Now in UserTableViewCell, the configure method can be replaced with:

func configure(with item: UserCellItem) {
    nameLabel.text = item.name
    locationLabel.text = item.location
    guard let profileImageURL = item.imageURL else { return }
    loadImage(withURL: profileImageURL)
}

Much cleaner. The cell no longer needs to care about a User model and its extra properties, and it doesn't need to know how a "name" is derived from a User.

But why is this cell tied to the idea of a "user" at all? It's easy to imagine the following Team model displayed by the same cell:

class Team {

    let id: String
    let name: String
    let location: String
    let profileImageURL: String?

    init(id: String, name: String, location: String, profileImageURL: String?) {
        self.id = id
        self.name = name
        self.location = location
        self.profileImageURL = profileImageURL
    }

}

extension Team: UserCellItem {

    var imageURL: String? { return profileImageURL }

}

You probably see where this is going. Our cell class is really a basic UITableViewCell that displays a title, detail, and image. Our protocol should really look like this:

protocol BasicCellItem {

    var title: String { get }
    var detail: String { get }
    var imageURL: String? { get }

}

With some renaming, our cell class becomes:

class BasicTableViewCell: UITableViewCell {

    @IBOutlet weak var titleLabel: UILabel!
    @IBOutlet weak var detailLabel: UILabel!
    @IBOutlet weak var profileImageView: UIImageView!

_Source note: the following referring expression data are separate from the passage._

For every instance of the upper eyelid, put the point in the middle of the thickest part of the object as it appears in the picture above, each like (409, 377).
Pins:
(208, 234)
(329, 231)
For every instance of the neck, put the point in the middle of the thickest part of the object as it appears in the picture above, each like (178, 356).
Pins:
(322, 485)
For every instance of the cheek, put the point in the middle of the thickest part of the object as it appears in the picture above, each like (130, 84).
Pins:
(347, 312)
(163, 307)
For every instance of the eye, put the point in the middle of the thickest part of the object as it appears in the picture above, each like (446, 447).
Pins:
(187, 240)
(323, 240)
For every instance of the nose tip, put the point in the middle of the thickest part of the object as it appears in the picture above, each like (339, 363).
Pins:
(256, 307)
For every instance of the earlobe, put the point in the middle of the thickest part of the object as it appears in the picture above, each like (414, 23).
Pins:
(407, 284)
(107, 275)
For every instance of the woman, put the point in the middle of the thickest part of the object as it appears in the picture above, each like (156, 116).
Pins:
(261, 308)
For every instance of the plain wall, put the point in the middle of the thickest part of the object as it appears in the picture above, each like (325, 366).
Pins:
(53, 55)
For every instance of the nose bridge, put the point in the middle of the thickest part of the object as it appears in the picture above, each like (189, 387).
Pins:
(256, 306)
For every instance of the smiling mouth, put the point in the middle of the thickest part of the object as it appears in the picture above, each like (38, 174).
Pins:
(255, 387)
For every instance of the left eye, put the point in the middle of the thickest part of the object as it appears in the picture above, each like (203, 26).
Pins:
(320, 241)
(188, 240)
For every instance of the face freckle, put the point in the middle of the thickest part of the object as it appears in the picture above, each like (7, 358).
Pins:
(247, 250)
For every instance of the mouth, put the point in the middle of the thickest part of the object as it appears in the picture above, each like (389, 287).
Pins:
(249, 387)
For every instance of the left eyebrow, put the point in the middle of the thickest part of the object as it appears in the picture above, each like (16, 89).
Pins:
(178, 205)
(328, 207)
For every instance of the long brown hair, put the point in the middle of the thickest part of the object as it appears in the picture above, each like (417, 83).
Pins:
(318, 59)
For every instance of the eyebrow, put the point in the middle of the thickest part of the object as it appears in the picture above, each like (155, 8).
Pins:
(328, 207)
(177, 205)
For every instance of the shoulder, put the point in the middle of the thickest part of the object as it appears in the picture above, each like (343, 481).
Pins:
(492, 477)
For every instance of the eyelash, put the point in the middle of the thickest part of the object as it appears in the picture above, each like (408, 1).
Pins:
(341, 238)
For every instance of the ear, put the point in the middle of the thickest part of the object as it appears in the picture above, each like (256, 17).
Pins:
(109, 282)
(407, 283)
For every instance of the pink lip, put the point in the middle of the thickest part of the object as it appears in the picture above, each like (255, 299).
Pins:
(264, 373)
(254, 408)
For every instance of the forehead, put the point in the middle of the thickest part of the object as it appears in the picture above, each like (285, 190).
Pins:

    func configure(with item: BasicCellItem) {
        titleLabel.text = item.title
        detailLabel.text = item.detail
        guard let imageURL = item.imageURL else { return }
        loadImage(withURL: imageURL)
    }

    func loadImage(withURL url: String) {
        // loads image into UIImageView
    }

}

Testing this class is now very easy:

struct BasicItem: BasicCellItem {

    let title: String
    let detail: String
    let imageURL: String?

}

class BasicTableViewCellTests: XCTestCase {
    
    func testConfigure() {
        let bundle = Bundle(for: BasicTableViewCell.self)
        guard let cell = bundle.loadNibNamed("BasicTableViewCell", owner: nil)?.first as? BasicTableViewCell else { return XCTFail() }
        let item = BasicItem(title: "Test", detail: "Description", imageURL: nil)
        cell.configure(with: item)
        XCTAssertEqual(cell.titleLabel.text, "Test")
        XCTAssertEqual(cell.detailLabel.text, "Description")
    }
    
}

We have a simple struct conforming to BasicCellItem with the sole purpose of testing the view. We don't need to worry about generating values for extra User, Team, or any other model's properties. In fact, because this view is now no longer coupled with a model, we could extract it into a separate framework and reuse it in other apps with very different models.


When starting a new app, it can be easy to create more specialized views than we need. We may not know exactly which information the view will eventually need to display or how similar it will be to views displaying other data. So we may default to a 1:1 coupling of model to view.

In this tutorial, we saw the benefits of using protocols to make views more generic. They become reusable and easier to test. Our code also becomes more modular. When views are tightly coupled with models, we can't extract them into reusable frameworks. Once freed from the model layer, we can use them in other apps and share them with the open source community.